With two way PT slabs-when the initial tensile stress exceeds the maximum should the reinforcement be placed at columns or spread across the trib width?
Is this an existing structure that has had an initial stress applied that exceeds 10% (or whatever your code stipulates)? Or are you designing a structure where a larger then normal initial stress is required, if so why?
Use a partially prestressed slab and make up the deficit with conventional reinforcement, increasing the slab depth if desired to control tensile stresses.
ohhhh, sorry missed my coffee yesterday. You've got a high negative moment over the columns and it needs a bit more reo. Well I'd spread the reo across the column width and then chuck in a bit extra over the columns, have you checked your punching?
I don't think we are addressing the same problem. As I understand it, the loads are very heavy, requiring a lot of post-tension cables to resist them. However, when the loads are not present, the large pretension force causes excessive tensile stresses at midspan.
It is the tensile stresses that occur at the time of stressing before any losses. Top reinforement for normal loading goes over the columns and bottom is spread over full width. ACI gives a method to calculate the area of steel but doesn't mention if placement is the same as for the standard condition.
You should place and distribute the required tensile steel in the same manner as prescriptive steel outlined in ACI 318-05, sections 18.9.3.2 and 18.9.3.3. The negative moment steel should be concentrated at the columns because the restraint of the columns draws and concentrates the negative moment to this location (ie 1.5h from each face of the column). At mid-span you should distribute the steel evenly across the slab width since the moment will be more evenly distributed across this region due to the flexibility inherent at mid-span.

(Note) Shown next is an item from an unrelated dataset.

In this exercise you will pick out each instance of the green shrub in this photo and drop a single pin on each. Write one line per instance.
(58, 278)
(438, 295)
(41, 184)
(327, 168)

Since your moments are from the P/T (primary and secondary) the moment diagram is the opposite of the typical gravity load diagram. Thus the tensile region at the columns is the bottom of the slab and the tensile region at the center of the span will be at the top of the slab and this is where you should locate your mild steel. This will look somewhat unusual since at the columns you will need to place mild steel at the top and bottom of the slab (top for prescriptive requirements and bottom for initial stresses).
If possible, I highly recommend either increasing your slab depth or your concrete strength to avoid exceeding the allowable intial stresses. Also, be careful that your service load stresses do not exceed 6(f'c)^1/2 since this is a two way slab and should be designed as class U. Also, be careful of your long term deflection.
Out of curiousity, what is your average prestress?
larsacious thanks for the input. That was my first impression since it is really only upside down loading but it doesn't feel right to have a tension zone without reinforcement at the supports.
If it does crack (which we are assuming since we are adding reinforcement)the cracks will close with shrinkage, creep and the addition of loads.
This is an unusual condition. It is a tunnel under a street with 4'-5' of soil, ground water and truck loading. The slab is 17"-19" thick with 6,000 psi concrete. It works well everywhere except one edge conditon where there is a longer diagonal span.
It is one of those conditions where the band in question tapers and merges with the adjacent band. The total P/A in that area is about 480 psi so don't want to add more cable. Wish I could.
Partial Prestressing in flat slabs is not allowed by ACI318. This is because the real stress distribution in the slab and the concentrations of stress in certain areas is not being considered (average stress over the full width is considered). It is not possible to do proper partial prestress calculations if you are not dealing with the real stress distribution.
Ron, My initial comment was because your initial question was so general it was impossible to answer logically.
The reinforcement should be placed where the stresses are going to cause the cracks. Unfortunately the ACI code logic does not tell you where the cracks are going to be because it does not consider stress concentrations in slabs. You need to go back to engineering logic and decide where the possible cracks will be. This will definitely be near the column in your case, but could spread out further than the ACI nominal placing limits for "support" reinforcement. If you are doing an FEM analysis, it will give the stress distributions. I would place the reinfrocement anywhere where the transfer stresses are greater than about 100psi stress. This is much lower than the normal code rule and it is because those rules are unconservative in cases where there are no bonded tendons (I know ebverything there is unbonded)near the tension face.